In becoming famous, she says, she lost autonomy over her image, down to the clothes she wore in public. “My old manager seen me one time, hair in a ponytail, jeans, little hoodie, and was like, ‘Yep, that’s your look right there,’” she says. “That’s not what I wanted.” (That former manager, Adam Kluger, says this was intended in part not to sexualize her — “The way she was dressed before was, in my opinion, too revealing” — and as a branding tactic: “If you think of any popular artist, for the first year, they kept a consistent look all the time. Gaga — blond hair, bangs. Eminem, bleached blond, [white tank top]. Bhad Bhabie: red ponytail, big earrings.”

That lack of control extended to her first singles — frothy bops featuring her signature bratty drawl and guest spots from Lil Yachty, Kodak Black, and Lil Baby — which she didn’t like then, and still make her cringe. “I hate all my early music,” she says. Bregoli “can’t tolerate” performing those songs, and isn’t even sure she’s still interested in making music. She’s recorded new tracks, but finishing them is far from her priority. “I was so robbed of my childhood that I don’t really care to work no more,” she says. “I just want to chill, party, hang out.”

After splitting with Kluger, Bregoli launched her OnlyFans in 2021. She says it was a lark meant to capitalize on her popularity. But speaking to her new manager, it’s clear there was thought behind it. “The truth is, she’s gotten a billion-plus views on YouTube and massive success across social media, and hadn’t really reaped much of a financial reward,” Roof says. “And so now you do something where you say, ‘I’m going to post whatever I want to post, and I get to keep the lion’s share of the money.’ And I think that’s a very empowering thing.”

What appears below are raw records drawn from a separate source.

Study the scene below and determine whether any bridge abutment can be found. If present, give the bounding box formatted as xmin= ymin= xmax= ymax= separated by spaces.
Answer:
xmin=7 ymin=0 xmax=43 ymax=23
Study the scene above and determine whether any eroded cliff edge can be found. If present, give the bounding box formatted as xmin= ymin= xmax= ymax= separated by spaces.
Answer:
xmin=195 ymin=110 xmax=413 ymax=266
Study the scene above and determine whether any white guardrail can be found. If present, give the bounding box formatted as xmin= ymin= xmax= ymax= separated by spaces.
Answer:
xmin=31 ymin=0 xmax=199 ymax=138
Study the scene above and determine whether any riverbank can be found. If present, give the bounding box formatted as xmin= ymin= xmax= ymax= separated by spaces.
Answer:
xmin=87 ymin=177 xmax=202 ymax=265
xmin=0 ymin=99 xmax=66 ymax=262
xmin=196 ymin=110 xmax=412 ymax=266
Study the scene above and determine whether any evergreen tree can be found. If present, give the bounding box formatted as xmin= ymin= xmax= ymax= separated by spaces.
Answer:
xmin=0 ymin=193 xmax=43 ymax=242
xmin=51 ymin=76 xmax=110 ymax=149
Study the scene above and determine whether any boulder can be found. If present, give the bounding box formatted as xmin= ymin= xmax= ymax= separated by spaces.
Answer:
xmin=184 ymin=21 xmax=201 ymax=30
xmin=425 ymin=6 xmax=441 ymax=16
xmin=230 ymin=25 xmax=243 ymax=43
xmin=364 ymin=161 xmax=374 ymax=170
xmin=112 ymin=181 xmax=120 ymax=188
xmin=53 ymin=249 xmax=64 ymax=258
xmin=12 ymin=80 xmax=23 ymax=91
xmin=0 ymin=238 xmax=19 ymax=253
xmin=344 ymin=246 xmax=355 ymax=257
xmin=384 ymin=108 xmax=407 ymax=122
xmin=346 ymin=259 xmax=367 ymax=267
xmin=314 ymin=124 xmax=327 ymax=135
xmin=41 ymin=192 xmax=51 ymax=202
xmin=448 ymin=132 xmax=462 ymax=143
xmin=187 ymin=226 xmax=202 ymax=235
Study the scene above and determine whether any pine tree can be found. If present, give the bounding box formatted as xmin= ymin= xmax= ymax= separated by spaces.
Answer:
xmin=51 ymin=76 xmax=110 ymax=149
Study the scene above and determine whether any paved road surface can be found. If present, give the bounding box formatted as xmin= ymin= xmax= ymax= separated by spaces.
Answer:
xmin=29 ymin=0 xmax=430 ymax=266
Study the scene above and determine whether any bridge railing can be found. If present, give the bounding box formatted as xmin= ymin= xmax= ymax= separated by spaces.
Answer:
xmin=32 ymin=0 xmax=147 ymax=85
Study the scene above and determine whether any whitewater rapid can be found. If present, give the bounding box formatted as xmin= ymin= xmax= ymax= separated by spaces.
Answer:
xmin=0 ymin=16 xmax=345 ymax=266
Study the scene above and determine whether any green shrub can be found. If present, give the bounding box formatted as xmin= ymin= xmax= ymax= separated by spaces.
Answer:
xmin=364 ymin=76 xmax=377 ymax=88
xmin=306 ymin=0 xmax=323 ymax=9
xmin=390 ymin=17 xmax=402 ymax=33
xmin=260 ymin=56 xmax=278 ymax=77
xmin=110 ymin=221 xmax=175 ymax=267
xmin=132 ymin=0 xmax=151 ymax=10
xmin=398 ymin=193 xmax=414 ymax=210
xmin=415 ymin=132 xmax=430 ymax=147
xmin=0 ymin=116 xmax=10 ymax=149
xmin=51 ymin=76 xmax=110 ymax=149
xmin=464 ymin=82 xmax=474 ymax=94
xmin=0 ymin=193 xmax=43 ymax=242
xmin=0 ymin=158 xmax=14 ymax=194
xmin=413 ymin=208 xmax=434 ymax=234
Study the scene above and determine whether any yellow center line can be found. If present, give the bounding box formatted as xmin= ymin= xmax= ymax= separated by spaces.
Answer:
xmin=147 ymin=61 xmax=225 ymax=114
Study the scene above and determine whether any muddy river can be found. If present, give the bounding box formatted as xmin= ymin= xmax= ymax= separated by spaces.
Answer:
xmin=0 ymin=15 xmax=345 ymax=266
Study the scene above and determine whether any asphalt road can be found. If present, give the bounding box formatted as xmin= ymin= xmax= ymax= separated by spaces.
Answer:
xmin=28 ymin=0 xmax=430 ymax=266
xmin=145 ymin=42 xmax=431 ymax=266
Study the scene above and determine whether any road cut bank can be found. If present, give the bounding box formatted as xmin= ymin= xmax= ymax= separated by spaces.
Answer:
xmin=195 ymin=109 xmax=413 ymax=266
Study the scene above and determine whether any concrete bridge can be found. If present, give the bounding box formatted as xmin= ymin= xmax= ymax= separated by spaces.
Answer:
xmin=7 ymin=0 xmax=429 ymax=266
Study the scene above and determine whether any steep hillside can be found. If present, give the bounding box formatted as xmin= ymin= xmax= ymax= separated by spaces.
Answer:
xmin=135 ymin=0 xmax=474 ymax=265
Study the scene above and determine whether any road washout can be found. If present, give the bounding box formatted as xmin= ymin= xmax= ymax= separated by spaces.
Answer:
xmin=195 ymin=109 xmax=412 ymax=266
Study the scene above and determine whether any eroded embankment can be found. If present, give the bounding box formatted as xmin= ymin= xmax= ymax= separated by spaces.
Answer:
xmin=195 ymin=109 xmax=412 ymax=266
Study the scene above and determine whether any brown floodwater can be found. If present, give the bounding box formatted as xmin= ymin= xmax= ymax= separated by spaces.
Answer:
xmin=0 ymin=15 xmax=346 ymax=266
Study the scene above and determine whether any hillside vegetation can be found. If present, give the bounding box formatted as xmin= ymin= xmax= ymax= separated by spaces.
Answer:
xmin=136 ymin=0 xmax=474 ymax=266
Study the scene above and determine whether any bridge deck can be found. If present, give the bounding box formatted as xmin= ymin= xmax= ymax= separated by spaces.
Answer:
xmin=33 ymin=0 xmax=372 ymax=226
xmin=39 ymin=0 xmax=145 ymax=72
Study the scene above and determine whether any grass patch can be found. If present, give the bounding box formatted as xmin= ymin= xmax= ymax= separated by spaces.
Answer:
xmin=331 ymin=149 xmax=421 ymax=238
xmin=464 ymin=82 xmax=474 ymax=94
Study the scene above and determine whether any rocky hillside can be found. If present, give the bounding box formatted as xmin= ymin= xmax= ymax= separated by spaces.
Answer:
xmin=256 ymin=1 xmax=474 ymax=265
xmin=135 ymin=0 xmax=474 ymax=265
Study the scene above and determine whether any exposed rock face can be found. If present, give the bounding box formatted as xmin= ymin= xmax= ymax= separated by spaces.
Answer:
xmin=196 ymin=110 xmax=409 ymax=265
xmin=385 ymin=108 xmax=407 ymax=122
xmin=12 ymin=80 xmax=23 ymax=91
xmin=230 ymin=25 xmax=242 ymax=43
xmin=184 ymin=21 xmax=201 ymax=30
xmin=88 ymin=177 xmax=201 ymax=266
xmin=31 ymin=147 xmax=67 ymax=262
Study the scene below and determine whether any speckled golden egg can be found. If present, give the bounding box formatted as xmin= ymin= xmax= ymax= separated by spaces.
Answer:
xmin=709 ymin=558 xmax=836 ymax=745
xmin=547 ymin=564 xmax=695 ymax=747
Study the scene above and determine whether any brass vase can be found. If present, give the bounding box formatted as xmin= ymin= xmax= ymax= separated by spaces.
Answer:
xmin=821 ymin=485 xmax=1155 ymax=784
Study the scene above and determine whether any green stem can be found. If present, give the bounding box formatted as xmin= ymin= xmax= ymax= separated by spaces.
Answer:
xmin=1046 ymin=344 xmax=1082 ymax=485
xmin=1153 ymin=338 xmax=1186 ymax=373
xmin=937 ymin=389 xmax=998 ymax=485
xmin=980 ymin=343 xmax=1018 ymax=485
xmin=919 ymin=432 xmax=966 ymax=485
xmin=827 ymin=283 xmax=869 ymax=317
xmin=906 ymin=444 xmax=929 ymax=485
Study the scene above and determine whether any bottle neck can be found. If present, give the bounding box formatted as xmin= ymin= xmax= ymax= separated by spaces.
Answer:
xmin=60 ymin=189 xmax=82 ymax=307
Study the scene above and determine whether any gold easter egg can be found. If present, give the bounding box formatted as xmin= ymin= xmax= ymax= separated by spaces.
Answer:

Bregoli and her team are coy about what she posts on OnlyFans — “[People are like], ‘You get naked? Are you on there having sex?’ Go see,” she says. While there is no explicit sexual content on her main page, it’s easy to see how, after half a decade of being treated as a joke, the idea of getting paid for what’s essentially a cheesecake photo would be attractive. Regardless of whether she’s posting feet pics or post-shower selfies, it’s little work for a high return, and a way to regain her autonomy in the process.

Bregoli has been sporadically recording. In one February 2021 demo, “Baby on Fire,” she drawls, “Baby ain’t a baby no more/Baby done growed up.” She says that’s the message of her new music — but when it will drop is anybody’s guess. She’s got Postmates to order, Cocaine Bear to stream, and overpriced sculptures of Batman-themed bears to buy.

“I’m not gonna give nobody a set time on things,” she says. “I might wake up one day and go into the studio and make a whole album. I might not do that for the next 10 years. I go about things how I feel.… That’s why I stay to myself so much. I’m trying to learn myself.”